“大陰陽師?”龍大膽皺眉道,“那是什么?”
“安倍晴明的直系后裔是土御門家,在江戶時代因受到德川幕府的強烈支持,成立土御門神道,一直掌握著陰陽師集團的實權,土御門家常握著壟斷國家官方歷法的編制和參與國家政事的權利,德川幕府政府賜予封地,使其家名繼續維持下去。
但在明治維新后,新政府不但剝奪了土御門家制作歷法的壟斷權,陰陽道同時興起了另一股陰陽師的勢力賀茂家,宣稱他們才是陰陽師正統,并一度得到承認,獲得了和皇室有關的菊部姓氏。土御門家不甘示弱,從家族直系之中恢復安倍姓氏,繼承安倍晴明之名,并且自稱大陰陽師。”蔣進九回答道。
“也就是說,這個大陰陽師是這些陰陽師的頭頭?”龍大膽皺眉道。
“可以這么說,但陰陽師之中支持菊部的人更多。因為菊部是賀茂家的直系,而賀茂家曾是世代掌管陰陽寮的陰陽頭,自從賀茂保憲把陰陽道中的歷道傳給其子賀茂光榮,把天文道傳給安倍晴明以后,在陰陽寮中就形成賀茂、安倍兩家并駕齊驅的局面。
至安倍晴明十九世孫安倍有修時,受賜土御門稱號,自此以后,土御門家被任命為陰陽寮的陰陽頭,逐漸取代了賀茂家的地位。其實菊部家和土御門家之間的關系源出同流。一個是賀茂家的后裔,一個是安倍家的后裔。
所以現在的陰陽師,是一個很復雜的團體,同時有兩大家族成為陰陽師組織的巨頭。”蔣進九回答道。
“這些都是你聽他說的?”龍大膽皺眉道。
“是。”蔣進九點頭道,“而且他說的應該是真的。你們走后,吳半仙來找過我,我們談論過一些關于當代陰陽師的問題。基本上和這個福海東所說的一致。”
“但是這個安倍道滿,他要禁術之書干什么?”龍大膽皺眉道,“這是醫書,跟陰陽師裝神弄鬼的那一套搭不上邊啊。”
“這個我也問過了,但是陰陽師為什么要禁術之書,福海東不知道,他只是知道一些大概。我再怎么逼問,他也只知道幾個字。”蔣進九回答道。
“是什么?”龍大膽皺眉道。
“是一句詩:天上白玉京,十二樓五城。仙人撫我頂,結發受長生。”蔣進九看著龍大膽慢聲道。

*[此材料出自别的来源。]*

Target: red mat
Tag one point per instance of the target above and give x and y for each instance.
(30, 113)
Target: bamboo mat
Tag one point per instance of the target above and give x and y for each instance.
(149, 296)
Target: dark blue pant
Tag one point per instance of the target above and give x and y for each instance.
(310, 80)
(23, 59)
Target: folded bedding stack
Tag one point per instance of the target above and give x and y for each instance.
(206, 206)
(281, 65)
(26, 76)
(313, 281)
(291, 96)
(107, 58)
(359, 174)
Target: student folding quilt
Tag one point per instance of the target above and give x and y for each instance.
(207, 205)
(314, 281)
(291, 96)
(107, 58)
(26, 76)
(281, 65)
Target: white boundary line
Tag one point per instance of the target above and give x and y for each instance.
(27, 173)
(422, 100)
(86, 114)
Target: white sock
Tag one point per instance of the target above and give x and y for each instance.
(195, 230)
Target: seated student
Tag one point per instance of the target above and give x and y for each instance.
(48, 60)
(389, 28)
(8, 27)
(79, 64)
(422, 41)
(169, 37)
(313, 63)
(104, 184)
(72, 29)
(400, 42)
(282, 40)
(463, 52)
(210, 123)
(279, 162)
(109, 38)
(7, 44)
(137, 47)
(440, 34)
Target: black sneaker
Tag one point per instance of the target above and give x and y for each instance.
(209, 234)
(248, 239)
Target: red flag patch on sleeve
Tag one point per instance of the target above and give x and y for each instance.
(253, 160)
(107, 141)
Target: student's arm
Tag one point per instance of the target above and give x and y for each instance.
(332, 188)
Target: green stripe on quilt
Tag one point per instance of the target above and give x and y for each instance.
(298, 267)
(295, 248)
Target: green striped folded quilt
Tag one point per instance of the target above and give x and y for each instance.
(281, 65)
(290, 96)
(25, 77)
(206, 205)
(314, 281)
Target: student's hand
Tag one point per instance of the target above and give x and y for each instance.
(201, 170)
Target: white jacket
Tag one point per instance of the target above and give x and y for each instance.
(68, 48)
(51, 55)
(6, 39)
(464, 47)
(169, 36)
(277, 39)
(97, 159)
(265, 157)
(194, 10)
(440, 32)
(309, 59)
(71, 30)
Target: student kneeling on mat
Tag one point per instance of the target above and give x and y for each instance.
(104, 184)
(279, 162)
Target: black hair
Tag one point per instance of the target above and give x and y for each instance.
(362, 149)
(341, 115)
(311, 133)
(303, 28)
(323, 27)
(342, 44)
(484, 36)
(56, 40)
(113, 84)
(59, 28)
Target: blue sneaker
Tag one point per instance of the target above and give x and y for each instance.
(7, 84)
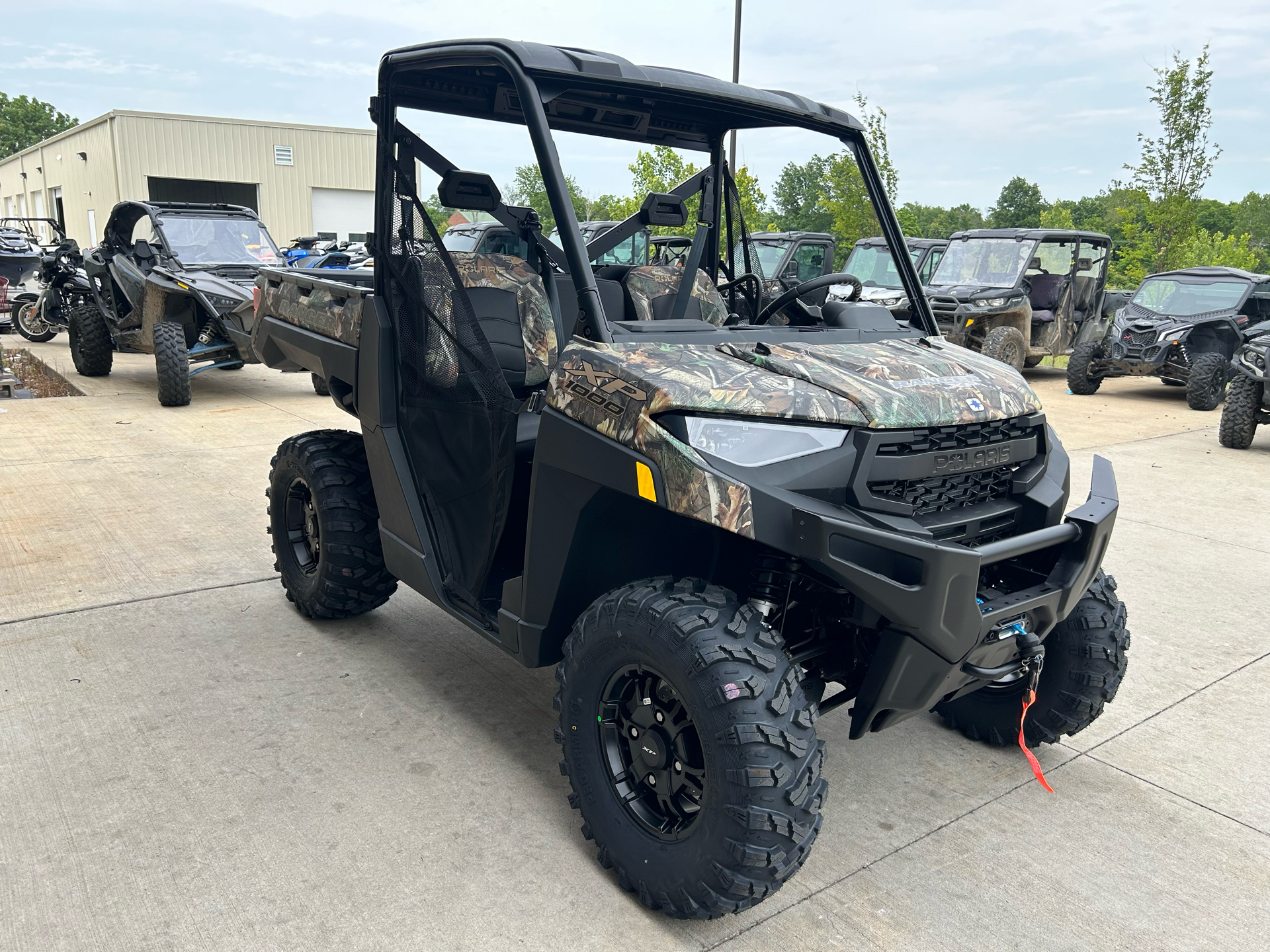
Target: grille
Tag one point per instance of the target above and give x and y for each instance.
(967, 434)
(937, 494)
(1138, 338)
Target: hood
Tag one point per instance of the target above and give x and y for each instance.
(888, 385)
(901, 383)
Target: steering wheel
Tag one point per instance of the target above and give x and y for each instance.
(807, 287)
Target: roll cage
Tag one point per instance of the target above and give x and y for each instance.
(550, 88)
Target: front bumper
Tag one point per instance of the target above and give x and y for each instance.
(940, 639)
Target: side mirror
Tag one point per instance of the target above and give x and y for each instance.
(469, 190)
(663, 210)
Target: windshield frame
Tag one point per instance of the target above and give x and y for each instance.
(160, 220)
(405, 81)
(1195, 281)
(1021, 268)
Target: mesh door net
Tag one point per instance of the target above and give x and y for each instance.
(741, 257)
(459, 412)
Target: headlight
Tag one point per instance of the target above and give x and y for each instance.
(222, 301)
(756, 444)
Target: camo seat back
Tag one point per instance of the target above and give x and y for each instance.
(513, 313)
(652, 290)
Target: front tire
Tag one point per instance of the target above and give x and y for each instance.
(1079, 379)
(31, 325)
(1206, 386)
(172, 365)
(1085, 663)
(715, 799)
(92, 347)
(1240, 414)
(325, 526)
(1006, 344)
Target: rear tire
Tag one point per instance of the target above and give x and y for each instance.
(1079, 379)
(92, 347)
(1085, 663)
(736, 723)
(325, 526)
(1006, 344)
(22, 315)
(1206, 386)
(172, 365)
(1240, 414)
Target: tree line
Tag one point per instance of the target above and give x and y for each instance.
(1156, 218)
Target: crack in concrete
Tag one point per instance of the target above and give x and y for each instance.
(135, 601)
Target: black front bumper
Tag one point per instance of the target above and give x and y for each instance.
(940, 639)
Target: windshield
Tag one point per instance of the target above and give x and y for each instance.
(459, 240)
(988, 263)
(1183, 299)
(219, 240)
(770, 255)
(874, 267)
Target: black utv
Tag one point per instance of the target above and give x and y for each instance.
(1021, 295)
(1183, 327)
(872, 263)
(1248, 403)
(173, 280)
(702, 520)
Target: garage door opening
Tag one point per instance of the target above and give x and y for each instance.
(205, 192)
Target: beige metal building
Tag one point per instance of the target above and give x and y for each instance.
(300, 179)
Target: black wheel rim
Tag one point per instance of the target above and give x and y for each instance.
(653, 752)
(304, 532)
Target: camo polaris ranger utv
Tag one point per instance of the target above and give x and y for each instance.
(702, 522)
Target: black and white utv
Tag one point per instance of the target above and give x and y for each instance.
(1183, 327)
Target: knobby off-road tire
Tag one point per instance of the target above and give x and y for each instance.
(712, 660)
(1006, 344)
(1079, 379)
(24, 313)
(324, 524)
(1206, 386)
(1085, 663)
(92, 348)
(172, 365)
(1240, 414)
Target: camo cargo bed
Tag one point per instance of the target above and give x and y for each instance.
(320, 305)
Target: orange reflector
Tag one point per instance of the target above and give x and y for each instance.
(644, 477)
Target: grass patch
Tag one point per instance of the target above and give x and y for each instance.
(36, 376)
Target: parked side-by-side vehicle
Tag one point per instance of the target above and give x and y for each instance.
(700, 504)
(1021, 295)
(1183, 327)
(173, 280)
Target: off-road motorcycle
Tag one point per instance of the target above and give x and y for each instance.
(63, 290)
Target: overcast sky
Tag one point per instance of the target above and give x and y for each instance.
(976, 91)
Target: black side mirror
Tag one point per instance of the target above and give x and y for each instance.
(469, 190)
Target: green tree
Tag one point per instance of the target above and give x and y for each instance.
(798, 198)
(1019, 206)
(27, 121)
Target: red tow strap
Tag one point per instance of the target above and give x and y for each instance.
(1029, 699)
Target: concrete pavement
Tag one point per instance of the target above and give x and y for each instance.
(211, 771)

“仙人撫我頂,結發受長生,結發受長生……”龍大膽呆了一呆。
“是的。福海東并不知道這句話是什么意義。他只是告訴我,當他把偷到裝著禁術之書的盒子交給安倍道滿的時候,后者一直在沉吟這一詩。”蔣進九看著龍大膽道,“你知不知道,這句話的意義?”
“我,不太清楚。”龍大膽勉強笑道。
“看來你也已經知道了。”蔣進九轉過身搖頭道。
“知道什么?”龍大膽問道。
“長生之秘。”蔣進九面無表情地道。
“但是這說不通,醫家是有很多延年益壽的方法,但說到底這也只是一本醫書而已。不可能真正有什么長生的秘密。”龍大膽搖頭道,“再說福海東怎么就知道方胖子身上帶著的就是禁術之書?”
“這個他也交待了。”蔣進九道,“這個福海東是個經常在中國活動的陰陽師,對中國術界比較熟悉,和一些術者多有交往。他們知道醫家的一部分傳承保存在山術者手里,實際上他也已經盯著山術者有好幾年的時間了,就是為了找到醫家傳承。”
“幾年時間,這么處心積慮,就為了一本醫書?”龍大膽搖頭道。
“遠遠不止幾年這么簡單。”蔣進九搖搖頭,“有些事,恐怕已經超出了簡簡單單一本書的問題。”
“還有什么復雜的?”龍大膽無奈道,“我現在也不想那么復雜的,我就想好好地把醫術學好,過我自己的日子。”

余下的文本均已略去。